Cannot enlarge memory arrays to size 16785408 bytes (OOM). Either (1) compile with -s INITIAL_MEMORY=X with X higher than the current value 16777216, (2) compile with -s ALLOW_MEMORY_GROWTH=1 which allows increasing the size at runtime, or (3) if you want malloc to return NULL (0) instead of this abort, compile with -s ABORTING_MALLOC=0
/home/eugene/Open/temp-re2/node_modules/re2-wasm/build/wasm/re2.js:1393
var e = new WebAssembly.RuntimeError(what);
^
RuntimeError: abort(Cannot enlarge memory arrays to size 16785408 bytes (OOM).

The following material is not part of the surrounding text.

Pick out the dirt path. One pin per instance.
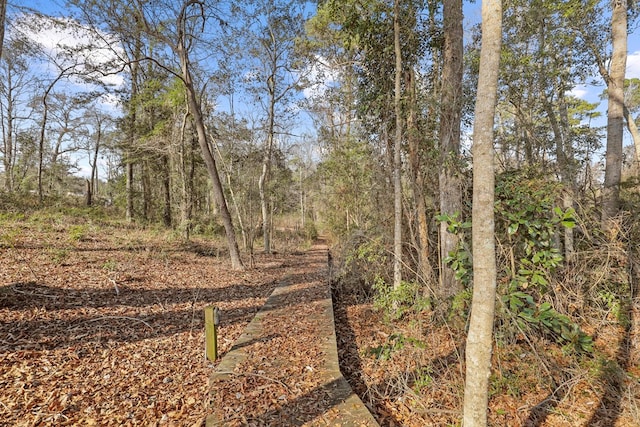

Either (1) compile with -s INITIAL_MEMORY=X with X higher than the current value 16777216, (2) compile with -s ALLOW_MEMORY_GROWTH=1 which allows increasing the size at runtime, or (3) if you want malloc to return NULL (0) instead of this abort, compile with -s ABORTING_MALLOC=0 ) at Error
at jsStackTrace (/home/eugene/Open/temp-re2/node_modules/re2-wasm/build/wasm/re2.js:1675:19)
at stackTrace (/home/eugene/Open/temp-re2/node_modules/re2-wasm/build/wasm/re2.js:1692:16)
at abort (/home/eugene/Open/temp-re2/node_modules/re2-wasm/build/wasm/re2.js:1387:44)
at abortOnCannotGrowMemory (/home/eugene/Open/temp-re2/node_modules/re2-wasm/build/wasm/re2.js:3521:7)
at _emscripten_resize_heap (/home/eugene/Open/temp-re2/node_modules/re2-wasm/build/wasm/re2.js:3525:7)
at wasm://wasm/003466ba:wasm-function[5377]:0xbfea0
at wasm://wasm/003466ba:wasm-function[5372]:0xbdcde
at wasm://wasm/003466ba:wasm-function[5259]:0xbb288
at wasm://wasm/003466ba:wasm-function[301]:0x8719
at wasm://wasm/003466ba:wasm-function[3163]:0x7ec85
at abort (/home/eugene/Open/temp-re2/node_modules/re2-wasm/build/wasm/re2.js:1393:11)
at abortOnCannotGrowMemory (/home/eugene/Open/temp-re2/node_modules/re2-wasm/build/wasm/re2.js:3521:7)
at _emscripten_resize_heap (/home/eugene/Open/temp-re2/node_modules/re2-wasm/build/wasm/re2.js:3525:7)
at wasm://wasm/003466ba:wasm-function[5377]:0xbfea0
at wasm://wasm/003466ba:wasm-function[5372]:0xbdcde
at wasm://wasm/003466ba:wasm-function[5259]:0xbb288
at wasm://wasm/003466ba:wasm-function[301]:0x8719
at wasm://wasm/003466ba:wasm-function[3163]:0x7ec85
at wasm://wasm/003466ba:wasm-function[3147]:0x7e6d1
at wasm://wasm/003466ba:wasm-function[3138]:0x7e268
Node.js v21.5.0
We can see that boosting the number of series from 100 to 1,000 significantly slows down re2-wasm
for some unknown reason and breaks it later. This alone makes WASM an unsuitable target for mission-critical applications for now (March 2024).